Research project:

Ocamos  --  Optimized Carbon-fiber-reinforced Additive-Manufacturing Of load-oriented Structures (I3 Project)

Development of optimized design and production processes for continuously fiber-reinforced composite structures for use in the reinforcement, repair and production of lightweight components using 3D printing

 
Research area: Freeform 3D printing, fiber composite materials, load-based manufacturing
Funded by: I3 Program of the TUHH
In collaboration with: Institut für Strukturmechanik im Leichtbau (TUHH)
Start of the project: January 2022
End of the project: December 2023

Description:

With the ongoing development of 3D printing and new materials, there is the possibility of producing components with amazing strength properties at very low weight. A significant limitation of the classical manufacturing processes of fiber composite components such as automated fiber placement or sheet lamination is the high effort required for complex geometries. Components with high curvature or small-sized elements often cannot be manufactured using these processes. With the help of pre-impregnated filaments, 3D printing of continuously fiber-reinforced plastics could now close this gap. However, for this promising combination to be successful, there is a lack of process knowledge and software to implement the large number of novel ideas.

The project, funded by the I3 program at Hamburg University of Technology, aims to provide solutions to this deficiency and to break new ground.
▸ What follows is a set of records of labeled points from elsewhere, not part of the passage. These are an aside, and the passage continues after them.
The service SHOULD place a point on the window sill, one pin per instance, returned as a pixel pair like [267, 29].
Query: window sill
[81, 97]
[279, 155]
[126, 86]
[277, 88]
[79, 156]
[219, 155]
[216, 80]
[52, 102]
The explicit focus is on the conception and implementation of a load-oriented software solution that automatically constructs a component from specified load cases and plans a robot path. This means that production can be carried out quickly and with load-optimized results. Furthermore, the aim is to dynamically print partial structures onto existing components in order to expand the range of applications even further. Path planning on free-form surfaces is therefore the focus of the research work within the project.

The greatest challenges are the divergent and turbulent fields of the load case analysis, the unique material properties of the fiber filaments and the embedding of the large number of sub-processes in a coherent framework. Furthermore, the manufacturing enablement, the multi-dimensional path planning and topology optimization taking into account the anisotropy of the materials Tasks to be named.

In the previous EpoxySpacePrinter project, the production system was already validated and the process and material were examined in order to enable holistic considerations of the manufacturing process in the future and to be able to verify new ideas experimentally.

                                     

Responsible at the institute: Johann Kipping, M.Sc.